• Gabriella Orriols

The invisible hand

It is not from the benevolence of the butcher, the brewer, or the baker that we get our dinner- but from their regard to their own self-interest” - Adam Smith, “The Wealth of Nations” 1776

What drives our economy is us. A society’s individuals make an impact on its economy through multiple day-to-day activities, such as purchasing a loaf of bread. Philosopher Adam Smith furthered his studies into what drives the economy and resulted with the explanation that the individual choices we make about what we buy and sell are thanks to the invisible hand that guides the capitalist economy forward.

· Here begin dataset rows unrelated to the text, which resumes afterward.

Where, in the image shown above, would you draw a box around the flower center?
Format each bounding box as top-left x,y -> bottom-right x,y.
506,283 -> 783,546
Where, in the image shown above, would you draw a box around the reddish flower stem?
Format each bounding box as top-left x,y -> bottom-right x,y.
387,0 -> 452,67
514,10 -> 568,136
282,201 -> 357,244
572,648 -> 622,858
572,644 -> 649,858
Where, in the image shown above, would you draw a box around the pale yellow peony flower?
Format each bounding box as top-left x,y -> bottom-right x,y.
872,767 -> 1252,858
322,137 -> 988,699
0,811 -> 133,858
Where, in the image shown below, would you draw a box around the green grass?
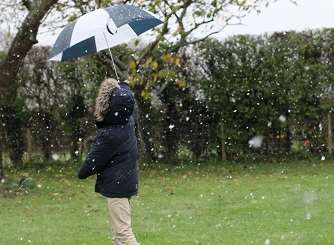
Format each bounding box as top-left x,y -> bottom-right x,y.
0,161 -> 334,245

In 1776 Adam Smith introduced the Invisible Hand theory in “An Inquiry into the Nature and Causes of the Wealth of Nations.” In his book, the idea that the government should leave markets as free as possible, and that the self-interest of individuals will ultimately grow the economy, hence the Invisible Hand. The metaphor of the Invisible Hand dictates that the sum of the individual choices on the part of businesses and consumers inevitably guides economic growth. A common analogy that clearly explains and underlines the principles of The Invisible Hand is the baker. The baker benefits by collecting a profit from selling his bread, and his clientele benefit by acquiring a good: the bread. Adam Smith understood that the value customers gained from the bread exceeded the price they paid for it, this is called a value-added exchange. In a value-added exchange both parties, buyer and seller, are better off after the exchange. This same transaction type is repeated millions of times every day throughout the globe, but Adam Smith grew concerned about the moral implications of the exchange. Smith recognized that the exchange of goods and services between the baker and his customers must be voluntary, meaning both parties must complete the transaction by the means of their own free will. The right to a voluntary transaction must mean both parties acquire access to an opt-out option. An opt-out option is the right to decline the transaction and go elsewhere.

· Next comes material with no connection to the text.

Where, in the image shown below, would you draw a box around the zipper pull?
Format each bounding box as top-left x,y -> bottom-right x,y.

Self-interest between two different options drive our choices, for example, you want to purchase a loaf of bread and two bakeries sell the sample loaf of the same quality for the same price, the bakery you will find most appealing to make a transaction with will most likely be the one most convenient to you. The choice between choosing one bakery over the other could raise competition between both bakeries, implementing the choices of the losing bakery. The bakery losing you as a customer could proceed to raise their quality of bread for a lower price which might become a conflict of interest for the customer. This example demonstrates the Invisible Hand at play.